The Nets don’t need to look at the referees for the culprits in this one. They just need to look in the mirror. Or at the game film.
Either way, they won’t like what they see.
After a week of buzzer-beaters, they looked weak taking a beating. After five nail-biters decided by a total of 10 points, they trailed by four times that at one point Wednesday, getting humiliated 114-80 by the Pistons. They got run out of their own building in front of 13,457 irritated fans at Barclays Center.
“They dominated us,” Nets coach Kenny Atkinson said. “We got off to a decent start and then they dominated us the rest of the way in every phase of the game, and there’s really not a lot to say much more than that. … [I’m] disappointed for our fans. A great crowd out there. We obviously do not like those type of losses. It hurts your individual pride, your competitive spirits.”
Those aforementioned fans sure didn’t like it, either. When Caris LeVert’s turnover gave Luke Kennard a breakaway dunk and left the Nets in a 104-64 hole, boos came from the floor seats to the rafters and everywhere in between. One spectator yelled out: “You’re embarrassing yourselves!” And he wasn’t wrong.
“It was embarrassing — I mean, to lose by 30 at home, that sucks,” said Allen Crabbe, who shrugged off a shin injury that had him listed as doubtful and finished with a team-high 20 points. It might have been Brooklyn’s only bright spot all night.
The Nets got roughed up inside, ourebounded 54-35 — 11-2 on the offensive glass. They got bullied by Detroit center Andre Drummond, who had 22 points and a game-high 20 rebounds before being rested for much of the garbage-time fourth quarter. And they made the Pistons (22-18) look like a well-oiled machine, letting them shoot 51.6 percent from the floor and 10-of-21 from 3-point range.
“They were just the aggressor, more physical,” Crabbe said. “They made us turn the ball over. They basically had control of the game, majority of the game. Like I said, trying to play catchup in this league is not easy. They kept their foot on the gas and we just couldn’t win through the storm.
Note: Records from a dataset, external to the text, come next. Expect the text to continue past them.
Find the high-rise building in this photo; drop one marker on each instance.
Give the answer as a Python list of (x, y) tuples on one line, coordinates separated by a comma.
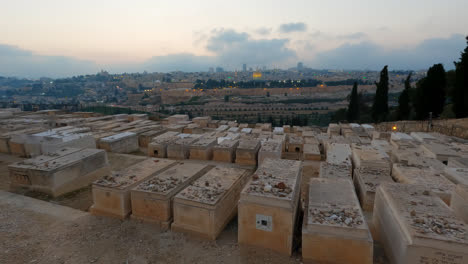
[(300, 66)]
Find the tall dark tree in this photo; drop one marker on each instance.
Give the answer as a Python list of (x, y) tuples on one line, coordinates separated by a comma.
[(430, 93), (460, 95), (353, 108), (404, 101), (380, 106)]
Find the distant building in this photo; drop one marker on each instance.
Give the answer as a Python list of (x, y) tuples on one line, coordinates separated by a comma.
[(300, 66)]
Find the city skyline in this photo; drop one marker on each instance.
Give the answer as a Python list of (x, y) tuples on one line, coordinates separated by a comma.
[(61, 38)]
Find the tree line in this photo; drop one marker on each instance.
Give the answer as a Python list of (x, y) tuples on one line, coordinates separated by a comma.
[(439, 94)]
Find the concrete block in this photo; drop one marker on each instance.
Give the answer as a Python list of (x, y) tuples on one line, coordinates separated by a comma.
[(270, 149), (180, 148), (247, 151), (202, 149), (366, 181), (334, 229), (416, 227), (312, 152), (61, 172), (268, 206), (207, 205), (434, 181), (225, 151), (111, 195), (459, 202), (125, 142), (152, 199), (334, 171), (158, 146)]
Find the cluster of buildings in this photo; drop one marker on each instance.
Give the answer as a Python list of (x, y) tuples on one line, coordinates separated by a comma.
[(343, 188)]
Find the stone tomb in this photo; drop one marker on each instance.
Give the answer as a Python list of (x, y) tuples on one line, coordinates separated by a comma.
[(180, 148), (203, 148), (270, 148), (457, 175), (225, 151), (434, 181), (417, 227), (268, 206), (111, 195), (206, 206), (459, 202), (247, 151), (152, 199), (158, 146), (366, 181), (312, 152), (334, 229), (61, 172), (125, 142), (334, 171)]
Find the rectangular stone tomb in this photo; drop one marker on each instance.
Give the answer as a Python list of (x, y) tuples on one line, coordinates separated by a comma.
[(61, 172), (417, 227), (206, 206), (125, 142), (333, 171), (179, 148), (370, 157), (457, 175), (334, 229), (268, 206), (111, 195), (366, 181), (459, 202), (270, 148), (203, 148), (151, 200), (158, 146), (434, 181), (312, 152), (225, 150), (247, 151)]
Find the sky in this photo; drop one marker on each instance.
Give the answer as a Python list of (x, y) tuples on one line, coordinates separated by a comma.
[(58, 38)]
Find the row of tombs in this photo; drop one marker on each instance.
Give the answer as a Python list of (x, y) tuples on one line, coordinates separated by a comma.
[(415, 187)]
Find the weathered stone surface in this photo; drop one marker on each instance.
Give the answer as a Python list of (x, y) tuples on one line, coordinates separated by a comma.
[(111, 195), (334, 229), (434, 181), (268, 206), (417, 227), (207, 205), (151, 199)]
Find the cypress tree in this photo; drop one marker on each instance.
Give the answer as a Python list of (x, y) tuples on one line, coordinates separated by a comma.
[(380, 106), (460, 95), (403, 101), (353, 108), (430, 93)]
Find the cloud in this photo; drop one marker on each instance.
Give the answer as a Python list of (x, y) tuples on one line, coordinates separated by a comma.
[(15, 61), (264, 31), (368, 55), (357, 35), (293, 27)]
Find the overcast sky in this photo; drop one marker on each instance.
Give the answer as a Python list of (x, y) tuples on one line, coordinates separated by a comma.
[(64, 37)]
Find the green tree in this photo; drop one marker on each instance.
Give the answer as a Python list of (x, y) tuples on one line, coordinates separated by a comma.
[(430, 93), (460, 95), (380, 106), (353, 109), (404, 100)]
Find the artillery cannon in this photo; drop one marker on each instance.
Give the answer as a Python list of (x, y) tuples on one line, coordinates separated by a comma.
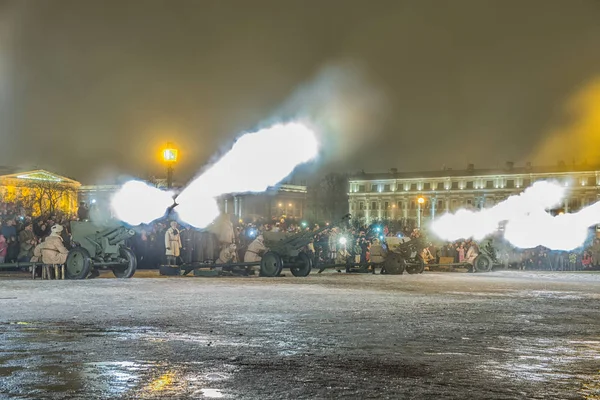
[(100, 247), (404, 254), (487, 258), (285, 249)]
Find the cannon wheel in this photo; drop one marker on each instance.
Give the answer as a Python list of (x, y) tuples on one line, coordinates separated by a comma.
[(270, 264), (78, 264), (416, 267), (129, 268), (304, 265), (483, 263), (394, 264)]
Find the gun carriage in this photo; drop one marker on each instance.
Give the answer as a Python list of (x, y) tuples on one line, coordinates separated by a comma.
[(98, 247)]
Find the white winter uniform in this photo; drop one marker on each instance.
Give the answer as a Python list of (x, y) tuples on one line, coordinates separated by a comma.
[(172, 242), (471, 255), (254, 249)]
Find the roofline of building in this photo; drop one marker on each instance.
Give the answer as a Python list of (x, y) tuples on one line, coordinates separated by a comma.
[(472, 173)]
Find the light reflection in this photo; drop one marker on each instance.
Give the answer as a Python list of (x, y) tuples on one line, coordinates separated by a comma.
[(161, 383)]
“They turned us over, allowed them to get their own breaks. They got some easy ones. It seemed like they weren’t missing shots at all tonight. Like I said, they got whatever they wanted. They were just comfortable and basically did whatever.”
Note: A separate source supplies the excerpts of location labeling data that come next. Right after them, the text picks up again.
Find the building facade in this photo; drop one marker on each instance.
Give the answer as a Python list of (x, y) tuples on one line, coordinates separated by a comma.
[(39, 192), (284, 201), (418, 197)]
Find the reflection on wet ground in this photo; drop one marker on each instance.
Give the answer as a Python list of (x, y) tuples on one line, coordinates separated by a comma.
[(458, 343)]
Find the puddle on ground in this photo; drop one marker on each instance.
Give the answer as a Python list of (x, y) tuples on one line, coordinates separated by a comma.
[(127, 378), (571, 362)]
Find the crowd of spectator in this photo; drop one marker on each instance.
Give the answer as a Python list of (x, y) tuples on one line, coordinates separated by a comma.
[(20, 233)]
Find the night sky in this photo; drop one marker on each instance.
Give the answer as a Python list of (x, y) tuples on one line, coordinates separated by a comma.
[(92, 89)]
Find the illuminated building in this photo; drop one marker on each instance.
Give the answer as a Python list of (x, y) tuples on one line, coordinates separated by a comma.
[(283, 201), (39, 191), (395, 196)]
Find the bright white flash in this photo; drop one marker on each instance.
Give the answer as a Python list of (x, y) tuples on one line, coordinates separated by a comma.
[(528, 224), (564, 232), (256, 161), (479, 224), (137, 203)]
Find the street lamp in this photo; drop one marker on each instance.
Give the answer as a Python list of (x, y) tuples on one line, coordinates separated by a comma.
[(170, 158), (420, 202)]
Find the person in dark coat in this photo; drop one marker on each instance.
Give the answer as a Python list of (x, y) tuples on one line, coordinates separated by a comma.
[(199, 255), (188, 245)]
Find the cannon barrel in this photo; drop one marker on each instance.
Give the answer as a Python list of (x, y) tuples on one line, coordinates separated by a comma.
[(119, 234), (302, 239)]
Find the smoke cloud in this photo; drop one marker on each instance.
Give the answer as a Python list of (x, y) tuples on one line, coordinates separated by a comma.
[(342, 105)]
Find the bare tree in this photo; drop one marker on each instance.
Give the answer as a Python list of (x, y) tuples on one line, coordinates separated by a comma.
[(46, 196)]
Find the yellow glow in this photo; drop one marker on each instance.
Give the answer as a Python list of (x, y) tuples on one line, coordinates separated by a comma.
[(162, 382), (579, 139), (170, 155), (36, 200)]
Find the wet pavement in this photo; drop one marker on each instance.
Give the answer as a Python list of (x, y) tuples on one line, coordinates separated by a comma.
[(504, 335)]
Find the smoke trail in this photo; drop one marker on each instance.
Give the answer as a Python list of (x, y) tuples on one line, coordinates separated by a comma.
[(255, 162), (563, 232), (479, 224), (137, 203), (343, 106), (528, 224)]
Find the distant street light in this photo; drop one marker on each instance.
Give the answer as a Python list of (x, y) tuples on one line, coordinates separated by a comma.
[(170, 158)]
After having the score briefly knotted early on — at 24 on Jarrett Allen’s dunk with 2:26 left in the first quarter — the Nets (15-26) quickly capitulated.
They allowed a 26-5 run over the next 8 ½ minutes to let the game get away. They missed 10-of-11 shots, committed five turnovers — three by LeVert — and found themselves down 50-29 after Ish Smith’s layup with 5:52 left in the half.
The Nets even let Pistons two-way prospect Dwight Buycks score eight of his career-high 17 points in that huge run. The deficit just kept swelling, from 90-61 after three quarters to 40 points in the fourth.
Long Island native Tobias Harris had a game-high-tying 22 points on 10-of-14 from the floor for Detroit. Meanwhile, Spencer Dinwiddie — traded away by the Pistons and honest about his extra incentive to beat his old team — had a rare off night. He had exceeded 20 points in his previous three games but mustered just two on 1-of-5 shooting.
“Spencer’s been playing unbelievably,” Smith said. “He’s been playing really, really well. So when you stop his initial thrusts and make him pass it or make him go another way without going downhill, it makes the defense so much better.”